After the above commands are entered and ran it’s time to encrypt the dive. The command below will start the process.
A note about the -Skipvmbackup switch. This will do as it says, skip the backup prior to encrypting and is not recommended for non-managed disks. However, the backup process that set-AzureRmVMDiskEncryptionExtenstion runs is not supported for managed disks and the command will fail unless you add the -skipvmbackup switch. Per Microsoft, it is a requirement that you manually backup the disks prior to running this command on a VM with managed disks.
Set-AzureRmVMDiskEncryptionExtension -ResourceGroupName $vmRgname ` -VMName $vmName ` -AadClientID $aadApplicationID ` -AadClientSecret $aadApplicationSecret ` -DiskEncryptionKeyVaultUrl $diskEncryptionKvUrl ` -DiskEncryptionKeyVaultId $KeyVaultResourceId ` -KeyEncryptionKeyUrl $keyEncryptionKeyUrl ` -KeyEncryptionKeyVaultId $keyVaultResourceId ` # Remove the -skipvmbackup for non-managed # disks (as well as the ` mark at the end of the line above) -skipvmbackup
The process will force a reboot. All the drives are now showing as encrypted after the restart.
And that’s it, you now have encrypted disks.

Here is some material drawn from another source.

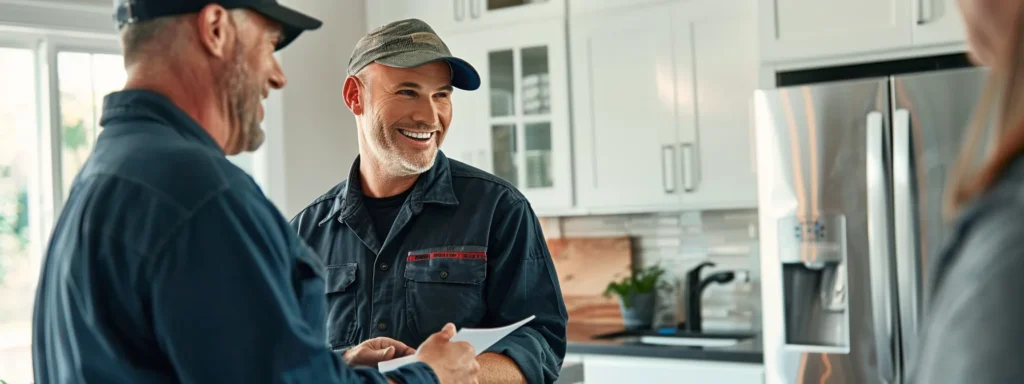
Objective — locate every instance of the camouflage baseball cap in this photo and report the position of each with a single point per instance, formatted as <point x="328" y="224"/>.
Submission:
<point x="410" y="43"/>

Always test this is the lab before production. Azure is nuanced and changes rapidly. Posts can become dated quickly.
One last piece of advice, test backup and recovery prior to putting Azure Disk Encryption into production. Disk encryption adds a layer of complexity to the recovery process. Be sure to understand how to recover encrypted VM’s before you need to recover one!